Gone were regional quirks; in came consistent shapes and spacing. But Caxton’s choices also froze certain spellings that no longer matched pronunciation—a mismatch we still live with.


VII. Lost Letters and Forgotten Friends

Early Modern English had a few extra letters that later disappeared:

LetterNameSoundSurvived AsExample
ʃ (long s)“long s”like s in samemodern sſucceſs
Ȝyoghy or g/h soundy or g/hniȝt → night
&ampersandandsymbol onlyTom & Jerry

Even the ampersand was once the 27th letter of the alphabet, taught as “and per se and.”


VIII. The Arrival of J and U

Two of our “standard” letters are surprisingly young.

  • J began as a decorative version of I. It became its own letter in the 1600s, distinguishing jam from iam.
  • U split from V around the same time. In medieval texts, v appeared at the start of words and u inside them, regardless of sound.

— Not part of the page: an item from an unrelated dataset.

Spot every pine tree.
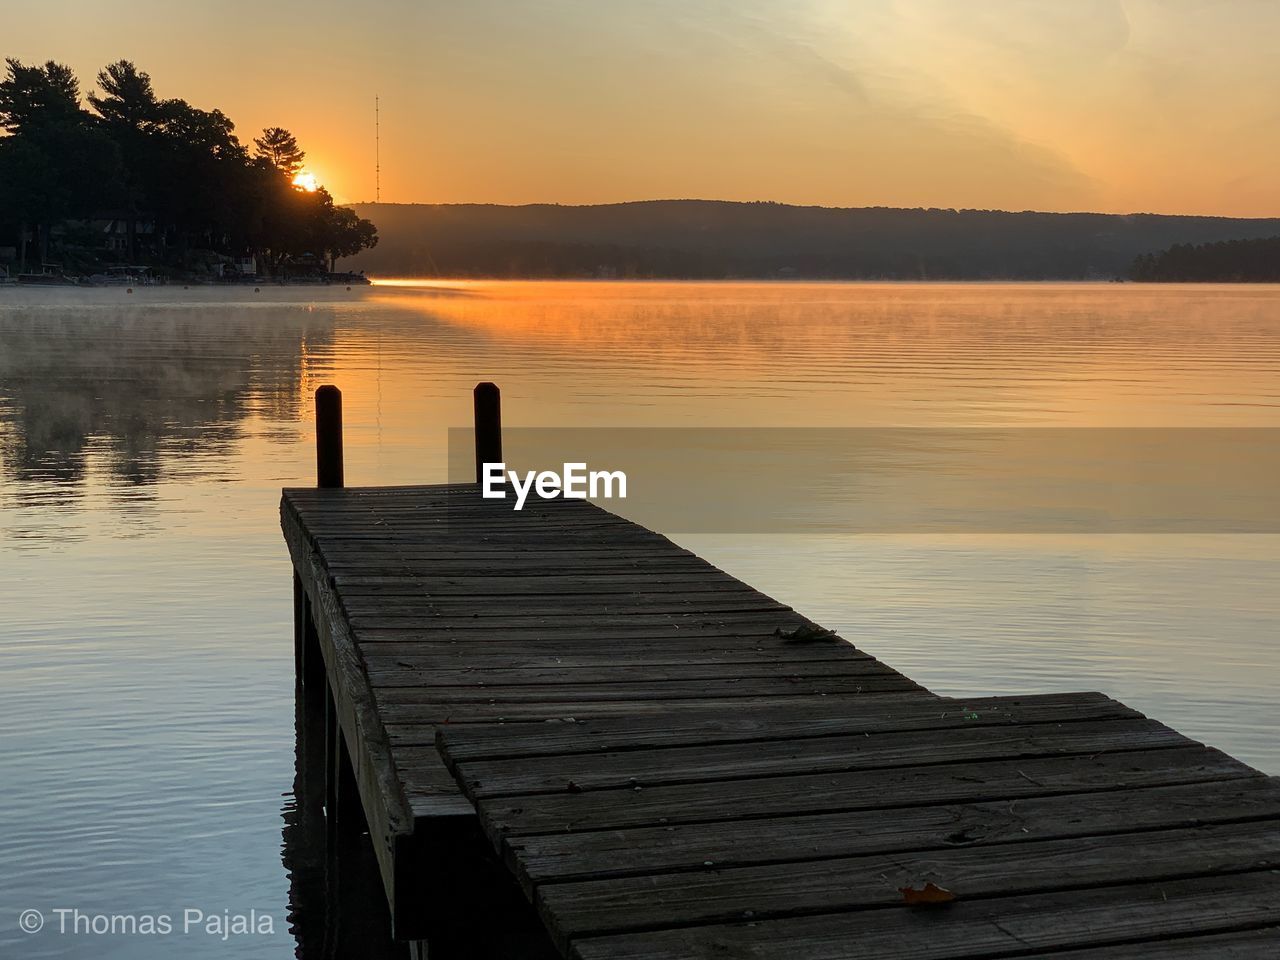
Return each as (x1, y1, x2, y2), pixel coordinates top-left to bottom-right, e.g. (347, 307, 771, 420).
(253, 127, 305, 177)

Only in the Renaissance did scholars decide to treat U and V—and later I and J—as distinct letters.


IX. The Influence of Empire and Technology

As Britain’s empire spread, English absorbed words from hundreds of languages—Arabic, Hindi, Maori, Swahili, Japanese. Each was squeezed into the Latin alphabet, forcing creative spellings:

  • tsunami (Japanese)
  • yacht (Dutch)
  • safari (Arabic → Swahili)

Then came the typewriter, which favored uniform uppercase shapes, and later, digital keyboards that cemented the 26-letter set worldwide.


X. Could the Alphabet Change Again?

Maybe. New symbols appear whenever technology demands them:

  • @ was rescued from obscurity by email.
  • # became the hashtag.
  • Emoji function as a kind of parallel writing system—mini hieroglyphs for a visual age.

English letters have never been frozen; they adapt to every new medium.


XI. Why Twenty-Six Works So Well

Despite all the upheaval, the 26-letter alphabet remains efficient because:

  1. It’s compact—few symbols, infinite combinations.
  2. It’s flexible—letters can represent multiple sounds.
  3. It’s global—keyboards, typefaces, and codes all rely on it.

Every tweet, novel, or text message traces back to the same ancient idea: reduce language to a handful of symbols and let imagination do the rest.


XII. Final Thoughts: Our Alphabet as Archaeology

Every letter of English carries centuries of history. The A you write began as an ox’s head in Phoenician script. The B came from a picture of a house. The C, once a boomerang-shaped tool, traveled from Greece to Rome to London.

When you write a simple sentence, you’re touching something that’s been evolving for 3,000 years.

The alphabet is more than a writing system—it’s humanity’s longest-running collaboration.